Lorsque Calvin Johnson, le parrain indéboulonnable de l’indie pop US, sort un nouveau disque, on ne se pose pas trop de questions, on l’achète (je connais un paquet de petits potes pour lesquels ce sera pareil, y compris une chouette autrice de BD. D’ailleurs, Calvin est le ciment indéfectible de bon nombre d’amitiés nouées autour de la musique). Puis on questionne un peu le ”personnel” à l’œuvre : ici Patrick Carney (batteur des Black Keys, derrière les fûts donc, mais également à la basse, aux claviers, à la guitare électrique et à la production, à Nashville, Tennessee, dans son Audio Eagle Studio) mais aussi, et c’est plus inattendu, Mlle Michelle Branch, Mme Carney à la ville, aux chœurs, soit le second couteau des filles folkeuses passées maîtresses en power ballads sur ondes FM, plus précisément la seconde vague, celle qu’on n’aurait jamais voulu entendre déferler, les Avril Lavigne et autres Nelly Furtado après les fantastiques Joan Osborne et autres gracieuses Sheryl Crow qui avaient inondé les années 2000 (d’ailleurs la FM -quoi ça ?- ne s’en est toujours pas relevée).
Dans la balance du « Wonderful Beast » donc : du total vintage crédible et de l’improbable folk FM, tout ça pour nous donner… tout simplement le meilleur album de Calvin Johnson depuis des années (depuis « Before the Dream Faded » donc) ! Ce n’est pas du même divin tonneau que The Halo Benders évidemment, mais ça donne tout autant le tournis.
Notre baryton-basse, toujours aussi nonchalant, coule sa voix traînante et caoutchouteuse puisque prose combat contre musique il y a toujours eu avec lui. C’est sexy, romantique, blues, foutraque et dansant (si ce n’est dance) à l’image de « Like You Do » (avec clip foufou, toujours bricolé avec les moyens du bord). Que notre vieille tante d’Olympia bande encore et, qu’en pleine andropause, fasse encore le mariole dans son jardin en short (très court !) en jean, voilà qui nous touche beaucoup.

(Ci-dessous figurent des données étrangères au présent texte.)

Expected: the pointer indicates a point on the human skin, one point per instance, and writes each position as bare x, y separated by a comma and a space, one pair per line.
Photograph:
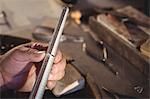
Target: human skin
19, 67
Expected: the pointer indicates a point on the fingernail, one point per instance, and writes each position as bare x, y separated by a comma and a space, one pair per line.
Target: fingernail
40, 52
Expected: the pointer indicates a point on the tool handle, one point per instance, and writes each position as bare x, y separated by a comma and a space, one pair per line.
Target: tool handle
40, 84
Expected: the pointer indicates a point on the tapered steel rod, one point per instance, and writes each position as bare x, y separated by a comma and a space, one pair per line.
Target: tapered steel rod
41, 81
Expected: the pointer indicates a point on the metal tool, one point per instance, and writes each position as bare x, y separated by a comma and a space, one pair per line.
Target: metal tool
40, 84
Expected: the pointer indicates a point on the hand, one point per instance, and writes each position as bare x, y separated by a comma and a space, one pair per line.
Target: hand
20, 65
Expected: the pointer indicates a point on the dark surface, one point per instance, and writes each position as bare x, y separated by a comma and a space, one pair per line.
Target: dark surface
123, 83
84, 93
7, 42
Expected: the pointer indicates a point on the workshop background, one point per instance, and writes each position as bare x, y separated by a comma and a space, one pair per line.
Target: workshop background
107, 41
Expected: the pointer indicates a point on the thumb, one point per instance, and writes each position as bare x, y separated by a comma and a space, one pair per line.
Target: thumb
25, 54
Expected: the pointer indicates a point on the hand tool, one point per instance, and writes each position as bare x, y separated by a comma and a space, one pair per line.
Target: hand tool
40, 84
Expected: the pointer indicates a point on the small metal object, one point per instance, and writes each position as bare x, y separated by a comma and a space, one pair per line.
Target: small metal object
139, 89
40, 84
4, 16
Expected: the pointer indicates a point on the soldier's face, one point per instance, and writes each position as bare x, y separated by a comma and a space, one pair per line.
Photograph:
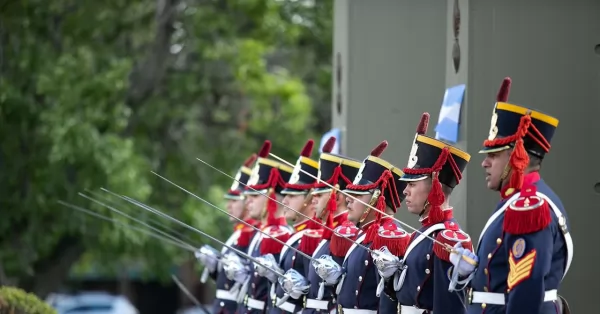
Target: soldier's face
236, 209
416, 195
356, 206
319, 201
292, 204
256, 205
494, 164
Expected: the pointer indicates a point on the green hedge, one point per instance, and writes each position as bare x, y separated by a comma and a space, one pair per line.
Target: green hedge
17, 301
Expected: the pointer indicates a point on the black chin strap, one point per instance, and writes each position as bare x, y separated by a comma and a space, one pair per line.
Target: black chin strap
503, 177
424, 209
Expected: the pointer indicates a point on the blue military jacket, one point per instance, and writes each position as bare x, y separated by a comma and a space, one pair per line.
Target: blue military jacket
289, 258
315, 281
258, 286
523, 269
426, 281
227, 304
359, 287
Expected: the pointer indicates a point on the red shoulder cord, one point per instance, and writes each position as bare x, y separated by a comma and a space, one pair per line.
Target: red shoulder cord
436, 196
385, 183
519, 158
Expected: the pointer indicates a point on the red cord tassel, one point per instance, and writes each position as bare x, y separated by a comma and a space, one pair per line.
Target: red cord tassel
245, 237
436, 199
311, 237
330, 209
528, 214
518, 162
328, 232
269, 245
392, 237
447, 239
272, 220
339, 241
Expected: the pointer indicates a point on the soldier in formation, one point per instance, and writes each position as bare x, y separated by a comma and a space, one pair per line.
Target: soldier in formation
349, 254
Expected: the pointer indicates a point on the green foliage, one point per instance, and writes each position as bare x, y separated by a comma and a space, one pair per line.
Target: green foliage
17, 301
99, 94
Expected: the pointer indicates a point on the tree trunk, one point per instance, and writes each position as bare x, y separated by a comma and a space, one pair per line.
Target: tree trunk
50, 272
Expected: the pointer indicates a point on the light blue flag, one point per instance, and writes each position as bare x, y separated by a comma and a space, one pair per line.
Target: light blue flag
337, 133
449, 120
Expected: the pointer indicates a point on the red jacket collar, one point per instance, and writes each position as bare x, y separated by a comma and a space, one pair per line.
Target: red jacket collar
340, 218
528, 179
448, 214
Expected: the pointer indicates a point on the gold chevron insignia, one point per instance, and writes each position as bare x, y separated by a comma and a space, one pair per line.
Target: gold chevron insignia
520, 270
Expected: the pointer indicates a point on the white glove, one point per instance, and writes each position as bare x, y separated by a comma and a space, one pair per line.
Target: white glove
388, 266
293, 284
208, 256
386, 263
268, 267
234, 268
462, 265
327, 269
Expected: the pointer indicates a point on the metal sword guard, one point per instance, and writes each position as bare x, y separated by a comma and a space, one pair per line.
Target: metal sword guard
387, 264
265, 266
328, 269
294, 284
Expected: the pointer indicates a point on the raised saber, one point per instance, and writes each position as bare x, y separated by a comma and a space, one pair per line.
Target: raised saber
280, 203
446, 246
183, 224
151, 220
121, 224
188, 294
228, 214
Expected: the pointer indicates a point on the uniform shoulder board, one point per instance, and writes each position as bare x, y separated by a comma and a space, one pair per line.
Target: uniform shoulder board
393, 237
447, 239
274, 239
343, 238
529, 213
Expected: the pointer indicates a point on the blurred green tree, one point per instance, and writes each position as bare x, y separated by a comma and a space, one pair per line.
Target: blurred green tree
98, 94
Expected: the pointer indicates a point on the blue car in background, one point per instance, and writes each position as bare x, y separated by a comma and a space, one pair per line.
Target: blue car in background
91, 303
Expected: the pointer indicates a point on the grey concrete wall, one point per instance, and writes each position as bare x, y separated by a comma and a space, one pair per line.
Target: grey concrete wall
397, 61
392, 52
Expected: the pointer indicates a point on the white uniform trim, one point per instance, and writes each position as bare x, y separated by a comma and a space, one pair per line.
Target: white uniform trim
499, 298
557, 212
295, 237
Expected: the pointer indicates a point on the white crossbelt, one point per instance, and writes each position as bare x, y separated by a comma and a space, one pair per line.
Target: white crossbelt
226, 295
286, 306
255, 304
405, 309
358, 311
498, 298
317, 304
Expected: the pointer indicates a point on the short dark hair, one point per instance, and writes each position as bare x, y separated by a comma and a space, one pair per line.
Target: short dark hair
534, 161
446, 190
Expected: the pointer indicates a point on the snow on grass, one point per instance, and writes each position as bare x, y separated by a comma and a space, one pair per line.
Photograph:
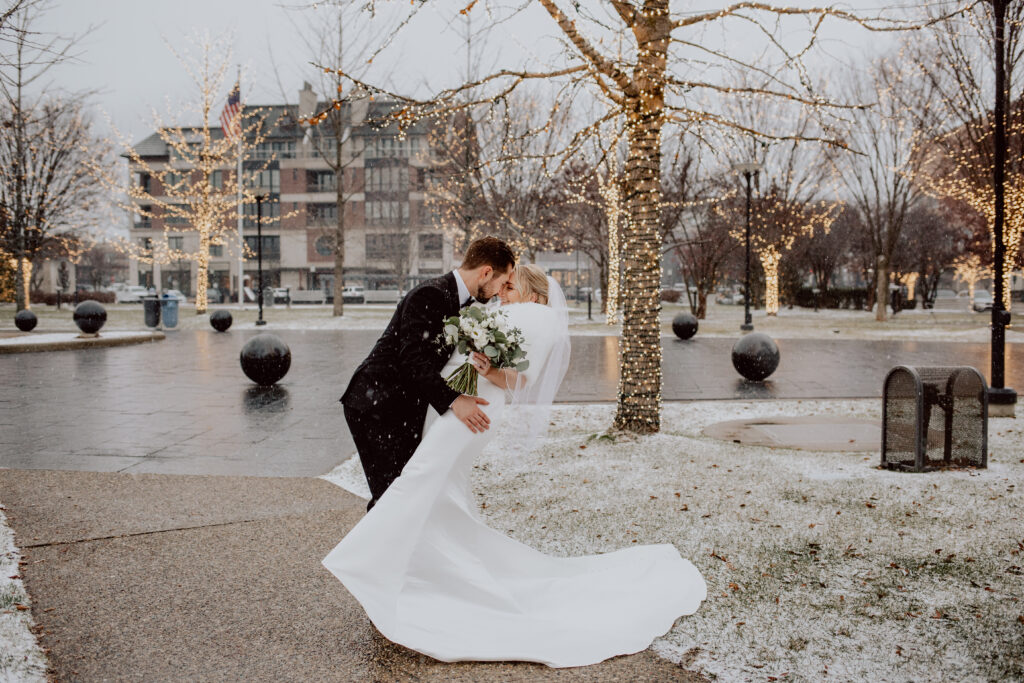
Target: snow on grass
20, 658
818, 564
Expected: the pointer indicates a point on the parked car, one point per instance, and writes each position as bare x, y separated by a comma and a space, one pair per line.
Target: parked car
128, 293
353, 294
982, 300
944, 299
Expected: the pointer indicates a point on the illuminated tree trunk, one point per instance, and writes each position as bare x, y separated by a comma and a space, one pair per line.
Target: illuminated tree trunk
339, 231
910, 280
770, 259
613, 213
881, 288
202, 272
640, 346
1013, 253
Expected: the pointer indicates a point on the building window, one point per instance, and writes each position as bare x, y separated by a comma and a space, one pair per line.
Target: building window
323, 213
270, 210
268, 179
385, 246
175, 215
172, 181
387, 178
324, 246
143, 220
275, 150
321, 181
381, 146
271, 246
387, 213
431, 246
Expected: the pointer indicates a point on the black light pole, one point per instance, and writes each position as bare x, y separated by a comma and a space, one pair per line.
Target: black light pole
259, 257
750, 171
1000, 398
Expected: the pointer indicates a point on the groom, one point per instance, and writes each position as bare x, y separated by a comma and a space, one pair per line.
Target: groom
386, 399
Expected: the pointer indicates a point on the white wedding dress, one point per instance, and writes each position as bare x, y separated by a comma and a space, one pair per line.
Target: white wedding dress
432, 577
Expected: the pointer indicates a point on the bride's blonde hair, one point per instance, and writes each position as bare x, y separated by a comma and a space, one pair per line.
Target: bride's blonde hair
531, 280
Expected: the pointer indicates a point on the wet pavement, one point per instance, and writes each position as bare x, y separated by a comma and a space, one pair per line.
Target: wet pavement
183, 407
142, 578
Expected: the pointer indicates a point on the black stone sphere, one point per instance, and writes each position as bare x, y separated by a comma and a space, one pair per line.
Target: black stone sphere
265, 359
755, 355
684, 325
220, 319
89, 316
26, 321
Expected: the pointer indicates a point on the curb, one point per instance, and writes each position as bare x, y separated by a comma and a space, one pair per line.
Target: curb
74, 342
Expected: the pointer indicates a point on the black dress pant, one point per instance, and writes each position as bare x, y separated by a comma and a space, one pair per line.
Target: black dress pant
385, 441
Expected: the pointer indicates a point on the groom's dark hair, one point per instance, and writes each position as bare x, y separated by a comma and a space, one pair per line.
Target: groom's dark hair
488, 251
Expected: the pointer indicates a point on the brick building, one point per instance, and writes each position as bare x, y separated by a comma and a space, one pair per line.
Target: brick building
390, 243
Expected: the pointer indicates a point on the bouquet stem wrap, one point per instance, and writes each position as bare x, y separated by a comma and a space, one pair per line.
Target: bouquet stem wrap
464, 379
475, 329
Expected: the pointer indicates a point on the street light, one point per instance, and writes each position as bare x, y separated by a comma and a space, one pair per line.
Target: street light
749, 171
1000, 398
259, 256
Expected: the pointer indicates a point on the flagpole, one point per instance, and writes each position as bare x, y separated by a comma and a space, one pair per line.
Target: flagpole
238, 181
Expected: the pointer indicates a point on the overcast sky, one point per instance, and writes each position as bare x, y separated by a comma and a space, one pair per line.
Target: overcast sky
126, 60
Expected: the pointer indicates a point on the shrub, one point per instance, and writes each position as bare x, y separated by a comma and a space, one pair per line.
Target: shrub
50, 299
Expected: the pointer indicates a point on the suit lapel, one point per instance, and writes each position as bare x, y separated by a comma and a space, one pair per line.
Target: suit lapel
452, 290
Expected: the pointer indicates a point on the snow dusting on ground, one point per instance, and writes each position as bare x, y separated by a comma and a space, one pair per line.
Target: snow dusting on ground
20, 658
819, 565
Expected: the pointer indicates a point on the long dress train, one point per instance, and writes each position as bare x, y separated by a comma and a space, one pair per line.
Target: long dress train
432, 577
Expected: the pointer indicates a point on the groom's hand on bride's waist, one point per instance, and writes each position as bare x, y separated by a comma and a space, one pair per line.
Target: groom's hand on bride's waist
467, 409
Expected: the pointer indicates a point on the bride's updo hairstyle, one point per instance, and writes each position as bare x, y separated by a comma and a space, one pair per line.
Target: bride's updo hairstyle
530, 280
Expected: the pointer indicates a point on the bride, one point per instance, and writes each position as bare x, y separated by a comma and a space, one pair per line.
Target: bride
432, 577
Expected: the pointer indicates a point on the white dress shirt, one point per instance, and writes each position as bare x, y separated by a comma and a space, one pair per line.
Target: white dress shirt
464, 294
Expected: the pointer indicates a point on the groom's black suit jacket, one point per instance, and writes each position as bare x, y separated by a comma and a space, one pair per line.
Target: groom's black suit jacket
401, 374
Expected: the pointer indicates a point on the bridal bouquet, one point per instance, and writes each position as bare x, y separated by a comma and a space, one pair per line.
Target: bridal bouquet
475, 329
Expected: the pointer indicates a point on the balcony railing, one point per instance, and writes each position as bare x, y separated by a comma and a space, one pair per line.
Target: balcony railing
323, 186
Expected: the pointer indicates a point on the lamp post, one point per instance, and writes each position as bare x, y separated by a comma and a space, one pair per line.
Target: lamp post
1000, 398
749, 171
259, 257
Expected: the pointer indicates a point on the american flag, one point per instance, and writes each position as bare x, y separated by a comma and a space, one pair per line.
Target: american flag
229, 120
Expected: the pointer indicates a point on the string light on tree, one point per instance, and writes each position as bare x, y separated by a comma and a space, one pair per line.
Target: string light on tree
196, 191
639, 84
969, 269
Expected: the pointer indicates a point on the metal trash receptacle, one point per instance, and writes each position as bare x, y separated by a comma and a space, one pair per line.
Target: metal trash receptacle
169, 309
151, 310
934, 418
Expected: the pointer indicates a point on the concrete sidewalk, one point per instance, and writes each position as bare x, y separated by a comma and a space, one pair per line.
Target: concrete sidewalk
159, 578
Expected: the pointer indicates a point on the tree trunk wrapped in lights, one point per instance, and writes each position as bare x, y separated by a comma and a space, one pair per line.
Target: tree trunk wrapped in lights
957, 60
628, 72
196, 190
48, 201
969, 269
615, 217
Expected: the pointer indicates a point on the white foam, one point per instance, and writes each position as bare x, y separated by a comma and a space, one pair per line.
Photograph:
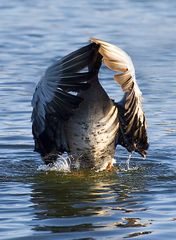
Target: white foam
63, 164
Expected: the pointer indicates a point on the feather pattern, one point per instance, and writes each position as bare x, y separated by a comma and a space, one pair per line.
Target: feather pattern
56, 97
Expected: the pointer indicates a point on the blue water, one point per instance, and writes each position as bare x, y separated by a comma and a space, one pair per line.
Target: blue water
138, 204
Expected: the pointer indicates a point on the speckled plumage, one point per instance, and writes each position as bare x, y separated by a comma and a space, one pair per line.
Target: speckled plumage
72, 112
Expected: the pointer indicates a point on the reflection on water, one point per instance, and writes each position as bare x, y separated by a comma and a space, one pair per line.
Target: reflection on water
139, 203
81, 203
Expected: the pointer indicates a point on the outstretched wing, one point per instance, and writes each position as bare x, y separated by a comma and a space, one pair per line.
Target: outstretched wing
55, 98
132, 129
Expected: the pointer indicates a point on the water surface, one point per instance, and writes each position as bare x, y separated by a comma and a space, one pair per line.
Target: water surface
137, 204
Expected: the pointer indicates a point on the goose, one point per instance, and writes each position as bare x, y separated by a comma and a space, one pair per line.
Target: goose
73, 114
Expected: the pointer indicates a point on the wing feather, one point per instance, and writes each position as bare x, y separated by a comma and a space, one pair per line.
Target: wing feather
56, 97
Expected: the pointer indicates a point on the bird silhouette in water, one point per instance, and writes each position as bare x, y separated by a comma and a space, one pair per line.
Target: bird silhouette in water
73, 114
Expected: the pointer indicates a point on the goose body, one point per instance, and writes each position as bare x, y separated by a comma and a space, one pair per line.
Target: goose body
73, 113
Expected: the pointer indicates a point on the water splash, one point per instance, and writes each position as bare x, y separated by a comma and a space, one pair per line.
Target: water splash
127, 166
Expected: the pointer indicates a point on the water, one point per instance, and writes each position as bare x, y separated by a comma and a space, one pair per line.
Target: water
134, 204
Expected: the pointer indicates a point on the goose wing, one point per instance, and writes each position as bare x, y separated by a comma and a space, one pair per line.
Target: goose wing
55, 98
132, 129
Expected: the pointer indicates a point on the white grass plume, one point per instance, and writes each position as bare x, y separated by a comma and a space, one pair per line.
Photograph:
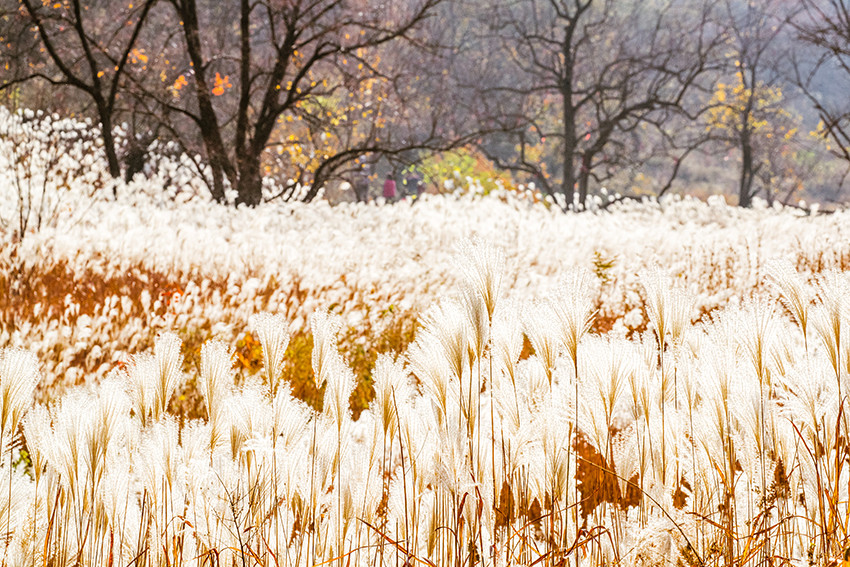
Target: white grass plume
483, 266
215, 384
169, 361
274, 338
18, 378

Les basses y sont toujours gouleyantes, les guitares acides et fuzz, les claviers barrés (« Kiss me Sweetly », entre autres). Rien de très neuf, ni de révolutionnaire, mais le tout est diablement efficace et fait pour la gigote indie pop. S’il en reste. Ceux qui l’ont vu onduler sur scène me comprendront. C’est désinhibant pour tous.
Comme dans les bons albums d’antan de dans l’temps, il y a aussi unité de son et de ton là où « Before The Dream Faded » fouillait un peu partout, et c’est ça qu’on aimait aussi, avec baisses de régime et moments glorieux. Ici tout est du même baril de poudre à laver le blues dans la dance, le rock et ses trucs dans l’ambient rêveur, et, surtout, noyer le mouron dans la fête (« When the weekend comes around », tube dépressif).
Alors que les Hive Dwellers de Calvin Johnson, incluant pourtant mes chouchous et défunts de Mahjongg, m’avait déçu par leur côté propret country-rock (où était passée leur folie kraut lo-fi ?), je remercie la famille Carney d’avoir donné un écrin de luxe hyper solide pour épancher le petit cœur de beurre de cacahuète de l’ami Calvin, toujours aussi amoureux, bien et malheureux, suivant les titres.
Le parrain est toujours le roi, inattendu (bien malin qui pourra prédire ce que notre Calvinou produira et sortira sur son label), inouï (ah ce blues déviant à xylophone et synthé modulaire, « Blues Come Runnin »…), une vraie Wonderful Beast.